The most popular type of meat by far in Japan is pork. Nearly as much pork is consumed as chicken and beef combined. It is particularly popular in Okinawa, Kyushu, and the Kanto area. My mother was born in Saitama Prefecture in the 1940s, and she doesn't remember eating beef except as a very special treat while she was growing up; she didn't eat even the humble gyūdon (beef on rice) on a regular basis until she moved to Tokyo as an adult. Pork was the meat that appeared regularly on the dinner table.

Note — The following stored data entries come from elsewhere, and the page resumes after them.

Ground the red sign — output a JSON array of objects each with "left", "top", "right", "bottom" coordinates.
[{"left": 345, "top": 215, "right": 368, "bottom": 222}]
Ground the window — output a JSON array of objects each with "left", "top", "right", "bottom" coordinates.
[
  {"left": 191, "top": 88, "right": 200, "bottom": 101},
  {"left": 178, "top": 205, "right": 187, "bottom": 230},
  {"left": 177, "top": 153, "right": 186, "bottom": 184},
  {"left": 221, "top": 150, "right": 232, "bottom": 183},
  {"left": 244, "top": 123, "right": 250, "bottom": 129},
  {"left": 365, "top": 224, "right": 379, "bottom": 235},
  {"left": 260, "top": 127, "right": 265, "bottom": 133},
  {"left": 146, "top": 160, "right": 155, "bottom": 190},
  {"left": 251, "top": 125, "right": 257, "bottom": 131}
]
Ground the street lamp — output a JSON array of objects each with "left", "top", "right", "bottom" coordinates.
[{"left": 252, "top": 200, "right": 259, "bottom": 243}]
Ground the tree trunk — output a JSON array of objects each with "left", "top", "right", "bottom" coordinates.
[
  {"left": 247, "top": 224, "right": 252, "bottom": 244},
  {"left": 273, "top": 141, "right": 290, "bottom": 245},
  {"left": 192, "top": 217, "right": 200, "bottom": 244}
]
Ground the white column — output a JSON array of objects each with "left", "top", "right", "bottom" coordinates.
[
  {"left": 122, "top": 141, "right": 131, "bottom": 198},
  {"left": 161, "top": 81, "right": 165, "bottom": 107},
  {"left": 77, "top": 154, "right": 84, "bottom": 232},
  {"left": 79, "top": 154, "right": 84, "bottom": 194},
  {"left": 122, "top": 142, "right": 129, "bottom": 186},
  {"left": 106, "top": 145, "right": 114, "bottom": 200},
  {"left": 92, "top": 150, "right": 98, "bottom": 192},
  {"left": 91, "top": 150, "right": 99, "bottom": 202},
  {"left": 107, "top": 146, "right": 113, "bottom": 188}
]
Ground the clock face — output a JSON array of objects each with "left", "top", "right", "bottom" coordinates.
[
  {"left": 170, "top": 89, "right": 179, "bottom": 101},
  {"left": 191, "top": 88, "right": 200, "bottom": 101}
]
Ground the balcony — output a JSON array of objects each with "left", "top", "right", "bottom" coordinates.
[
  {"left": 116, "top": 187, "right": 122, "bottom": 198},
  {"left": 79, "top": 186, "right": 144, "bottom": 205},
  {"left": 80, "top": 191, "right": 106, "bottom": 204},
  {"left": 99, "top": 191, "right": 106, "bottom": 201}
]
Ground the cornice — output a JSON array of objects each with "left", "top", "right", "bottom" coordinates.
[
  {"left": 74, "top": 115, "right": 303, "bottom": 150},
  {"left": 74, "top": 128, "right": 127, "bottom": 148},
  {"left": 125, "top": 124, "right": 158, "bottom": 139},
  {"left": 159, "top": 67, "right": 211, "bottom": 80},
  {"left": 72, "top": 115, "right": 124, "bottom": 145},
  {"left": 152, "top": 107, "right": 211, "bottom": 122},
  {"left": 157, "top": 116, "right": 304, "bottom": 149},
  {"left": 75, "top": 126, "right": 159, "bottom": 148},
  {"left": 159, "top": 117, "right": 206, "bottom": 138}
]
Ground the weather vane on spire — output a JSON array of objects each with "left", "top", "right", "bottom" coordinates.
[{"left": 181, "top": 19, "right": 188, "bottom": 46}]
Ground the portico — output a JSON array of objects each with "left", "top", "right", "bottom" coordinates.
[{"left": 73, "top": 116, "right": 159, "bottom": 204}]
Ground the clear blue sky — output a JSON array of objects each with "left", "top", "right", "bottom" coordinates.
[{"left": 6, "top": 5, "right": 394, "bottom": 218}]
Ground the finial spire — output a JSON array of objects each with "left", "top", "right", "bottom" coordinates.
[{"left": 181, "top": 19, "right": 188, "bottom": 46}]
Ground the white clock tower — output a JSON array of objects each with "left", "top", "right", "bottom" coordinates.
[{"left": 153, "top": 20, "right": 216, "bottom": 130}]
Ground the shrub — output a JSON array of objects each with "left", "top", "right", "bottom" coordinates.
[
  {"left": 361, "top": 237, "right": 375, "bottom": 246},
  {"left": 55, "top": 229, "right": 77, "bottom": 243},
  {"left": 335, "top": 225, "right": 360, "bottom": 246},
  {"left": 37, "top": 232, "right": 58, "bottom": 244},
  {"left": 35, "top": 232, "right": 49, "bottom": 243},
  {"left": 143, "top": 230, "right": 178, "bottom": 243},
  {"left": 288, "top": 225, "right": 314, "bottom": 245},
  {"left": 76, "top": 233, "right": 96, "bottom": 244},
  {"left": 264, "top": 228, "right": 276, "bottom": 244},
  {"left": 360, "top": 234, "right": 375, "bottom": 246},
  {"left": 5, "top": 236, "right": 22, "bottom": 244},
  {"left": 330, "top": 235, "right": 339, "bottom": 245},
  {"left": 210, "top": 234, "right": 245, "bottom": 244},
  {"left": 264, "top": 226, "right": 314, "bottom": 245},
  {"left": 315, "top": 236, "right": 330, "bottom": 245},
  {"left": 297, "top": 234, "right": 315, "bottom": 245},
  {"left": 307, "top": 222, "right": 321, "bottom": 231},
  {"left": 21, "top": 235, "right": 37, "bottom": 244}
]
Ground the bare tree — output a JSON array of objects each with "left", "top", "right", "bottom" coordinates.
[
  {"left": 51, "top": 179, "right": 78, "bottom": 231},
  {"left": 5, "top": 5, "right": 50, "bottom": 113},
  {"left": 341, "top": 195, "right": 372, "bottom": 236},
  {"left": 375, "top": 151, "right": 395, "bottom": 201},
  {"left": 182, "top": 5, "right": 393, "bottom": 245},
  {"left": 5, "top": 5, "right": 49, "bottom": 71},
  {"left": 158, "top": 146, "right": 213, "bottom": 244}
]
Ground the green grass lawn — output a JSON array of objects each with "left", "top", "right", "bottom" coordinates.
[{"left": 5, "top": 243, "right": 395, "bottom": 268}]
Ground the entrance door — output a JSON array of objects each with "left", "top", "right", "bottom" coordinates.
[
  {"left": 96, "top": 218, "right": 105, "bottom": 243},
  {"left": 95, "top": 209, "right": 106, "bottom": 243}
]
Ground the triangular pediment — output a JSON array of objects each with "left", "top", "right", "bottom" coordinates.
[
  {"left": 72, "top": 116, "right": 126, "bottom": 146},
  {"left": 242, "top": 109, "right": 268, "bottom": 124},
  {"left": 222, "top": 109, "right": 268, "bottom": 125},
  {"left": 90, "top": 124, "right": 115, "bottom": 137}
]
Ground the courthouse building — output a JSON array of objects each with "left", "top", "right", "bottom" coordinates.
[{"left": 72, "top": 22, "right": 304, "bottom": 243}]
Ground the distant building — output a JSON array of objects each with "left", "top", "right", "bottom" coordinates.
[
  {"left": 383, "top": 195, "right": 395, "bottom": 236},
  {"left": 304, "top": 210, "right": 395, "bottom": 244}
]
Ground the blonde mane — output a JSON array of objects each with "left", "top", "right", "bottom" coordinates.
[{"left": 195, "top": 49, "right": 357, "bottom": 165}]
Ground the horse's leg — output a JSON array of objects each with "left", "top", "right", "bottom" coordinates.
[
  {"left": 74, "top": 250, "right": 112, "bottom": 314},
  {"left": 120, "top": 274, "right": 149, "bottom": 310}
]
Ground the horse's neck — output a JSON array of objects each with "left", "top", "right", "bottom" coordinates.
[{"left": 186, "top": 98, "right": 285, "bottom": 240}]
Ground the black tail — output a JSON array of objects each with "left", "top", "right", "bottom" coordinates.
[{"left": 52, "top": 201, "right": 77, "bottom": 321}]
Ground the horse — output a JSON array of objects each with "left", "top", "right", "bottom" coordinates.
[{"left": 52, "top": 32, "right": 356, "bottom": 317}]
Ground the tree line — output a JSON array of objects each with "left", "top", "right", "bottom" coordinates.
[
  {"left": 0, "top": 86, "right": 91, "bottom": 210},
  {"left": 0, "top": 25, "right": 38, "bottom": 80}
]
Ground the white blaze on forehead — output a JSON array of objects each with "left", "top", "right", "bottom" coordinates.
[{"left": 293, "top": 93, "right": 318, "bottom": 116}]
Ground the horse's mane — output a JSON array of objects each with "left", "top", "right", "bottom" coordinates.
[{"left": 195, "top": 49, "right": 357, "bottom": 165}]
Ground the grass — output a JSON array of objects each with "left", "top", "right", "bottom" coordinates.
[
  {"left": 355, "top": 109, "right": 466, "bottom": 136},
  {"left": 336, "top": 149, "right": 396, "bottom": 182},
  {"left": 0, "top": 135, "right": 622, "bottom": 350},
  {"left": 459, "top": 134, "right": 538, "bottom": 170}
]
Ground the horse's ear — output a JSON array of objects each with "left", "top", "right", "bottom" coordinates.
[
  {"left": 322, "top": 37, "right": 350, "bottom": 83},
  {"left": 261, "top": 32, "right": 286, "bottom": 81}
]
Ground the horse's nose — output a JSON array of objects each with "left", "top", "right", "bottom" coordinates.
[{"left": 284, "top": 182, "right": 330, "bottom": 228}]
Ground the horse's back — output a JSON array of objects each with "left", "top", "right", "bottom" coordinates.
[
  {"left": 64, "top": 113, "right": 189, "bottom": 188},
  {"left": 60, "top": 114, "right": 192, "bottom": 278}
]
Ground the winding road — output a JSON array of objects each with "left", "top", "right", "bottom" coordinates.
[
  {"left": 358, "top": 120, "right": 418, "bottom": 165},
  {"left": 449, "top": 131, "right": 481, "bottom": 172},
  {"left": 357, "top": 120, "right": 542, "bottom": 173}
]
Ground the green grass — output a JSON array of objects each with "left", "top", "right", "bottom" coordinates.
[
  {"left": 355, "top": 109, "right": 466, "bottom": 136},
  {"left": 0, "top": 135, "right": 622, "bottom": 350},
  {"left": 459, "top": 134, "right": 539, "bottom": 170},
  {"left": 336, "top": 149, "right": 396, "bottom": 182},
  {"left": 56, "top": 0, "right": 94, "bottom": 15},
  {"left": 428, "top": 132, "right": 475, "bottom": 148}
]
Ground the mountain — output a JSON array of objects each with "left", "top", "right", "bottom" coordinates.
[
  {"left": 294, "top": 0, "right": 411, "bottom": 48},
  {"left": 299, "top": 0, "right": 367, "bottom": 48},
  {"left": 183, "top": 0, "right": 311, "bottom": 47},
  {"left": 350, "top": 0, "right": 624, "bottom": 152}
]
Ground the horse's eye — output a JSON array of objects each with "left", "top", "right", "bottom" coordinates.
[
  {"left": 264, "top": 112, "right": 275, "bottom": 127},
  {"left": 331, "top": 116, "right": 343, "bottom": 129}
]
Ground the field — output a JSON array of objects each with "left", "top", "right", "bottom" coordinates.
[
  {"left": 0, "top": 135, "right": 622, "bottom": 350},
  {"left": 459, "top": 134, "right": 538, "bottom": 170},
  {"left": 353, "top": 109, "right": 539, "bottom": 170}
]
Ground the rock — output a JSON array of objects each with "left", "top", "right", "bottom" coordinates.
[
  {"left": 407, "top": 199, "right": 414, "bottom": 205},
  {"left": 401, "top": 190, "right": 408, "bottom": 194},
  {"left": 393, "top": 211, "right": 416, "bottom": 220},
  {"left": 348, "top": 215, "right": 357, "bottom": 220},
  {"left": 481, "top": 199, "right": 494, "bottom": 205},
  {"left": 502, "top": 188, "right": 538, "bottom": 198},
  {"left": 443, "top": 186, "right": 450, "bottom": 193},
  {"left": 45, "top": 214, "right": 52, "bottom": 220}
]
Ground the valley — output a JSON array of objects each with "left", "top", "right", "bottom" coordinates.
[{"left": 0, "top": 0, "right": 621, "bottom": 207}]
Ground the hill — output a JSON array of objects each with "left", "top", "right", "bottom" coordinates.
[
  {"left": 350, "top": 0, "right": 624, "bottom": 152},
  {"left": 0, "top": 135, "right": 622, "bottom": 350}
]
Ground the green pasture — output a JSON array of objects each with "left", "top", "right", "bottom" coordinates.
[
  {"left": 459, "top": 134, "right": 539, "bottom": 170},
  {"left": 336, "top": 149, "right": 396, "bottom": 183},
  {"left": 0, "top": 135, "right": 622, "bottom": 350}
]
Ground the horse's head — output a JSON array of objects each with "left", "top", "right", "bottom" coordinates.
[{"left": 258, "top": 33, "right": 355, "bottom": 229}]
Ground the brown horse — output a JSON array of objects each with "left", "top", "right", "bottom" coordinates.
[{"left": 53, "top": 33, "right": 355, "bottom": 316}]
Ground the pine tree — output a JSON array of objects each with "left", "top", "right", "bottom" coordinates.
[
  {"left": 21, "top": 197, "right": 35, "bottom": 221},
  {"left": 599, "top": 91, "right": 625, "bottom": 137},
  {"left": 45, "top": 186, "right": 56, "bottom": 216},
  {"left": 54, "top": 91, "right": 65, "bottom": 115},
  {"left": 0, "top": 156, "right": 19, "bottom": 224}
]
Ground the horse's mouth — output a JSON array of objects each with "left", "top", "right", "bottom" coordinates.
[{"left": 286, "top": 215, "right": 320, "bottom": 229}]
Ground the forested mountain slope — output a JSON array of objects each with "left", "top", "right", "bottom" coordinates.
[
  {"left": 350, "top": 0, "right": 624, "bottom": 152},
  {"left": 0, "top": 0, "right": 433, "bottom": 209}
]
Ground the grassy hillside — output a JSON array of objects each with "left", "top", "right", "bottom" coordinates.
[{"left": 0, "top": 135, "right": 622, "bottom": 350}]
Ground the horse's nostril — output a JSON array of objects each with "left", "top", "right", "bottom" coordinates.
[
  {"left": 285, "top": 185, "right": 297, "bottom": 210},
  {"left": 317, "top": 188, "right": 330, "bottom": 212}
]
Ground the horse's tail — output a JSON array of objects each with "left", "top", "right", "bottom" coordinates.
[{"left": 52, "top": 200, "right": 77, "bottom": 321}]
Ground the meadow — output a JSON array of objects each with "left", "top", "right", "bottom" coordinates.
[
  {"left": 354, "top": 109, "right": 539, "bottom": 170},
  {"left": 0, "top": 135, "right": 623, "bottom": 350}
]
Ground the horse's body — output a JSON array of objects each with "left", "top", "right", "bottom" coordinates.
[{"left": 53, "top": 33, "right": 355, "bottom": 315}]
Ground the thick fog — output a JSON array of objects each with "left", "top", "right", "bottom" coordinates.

If there is one dish that managed to spread the popularity of pork more than any other, it's tonkatsu — a breaded and deep-fried pork cutlet or filet, akin to European dishes such as the schnitzel. The name itself combines the Japanese word for pig — ton — with a shortened version of the English word "cutlet" (via the Japanese pronunciation). While katsuretsu, breaded cutlets fried in butter, appeared in an 1895 cookbook, the cooking method was soon changed to involve deep-frying in vegetable oil, which was considered more efficient and economical and better suited to Japanese tastes.

Unlike curry rice and other yōshoku or Western-influenced Japanese dishes that evolved during the late 19th to mid 20th century, tonkatsu was embraced by more traditionally Japanese eateries such as soba restaurants, which were losing business to newfangled European-style restaurants. They saw tonkatsu as something they could make cheaply and easily that was substantial and filling. Several dedicated tonkatsu restaurants cropped up around the 1920s to '40s, with even more opening in the '50s and '60s, after World War II — the big boom period for tonkatsu. Several still thrive, such as Ginza Bairin (established in 1927, and now with branches in Hong Kong, Singapore and Hawaii) and Maisen in Aoyama (founded in 1965 by one woman, and now one of the largest sellers of ready-made tonkatsu products nationwide).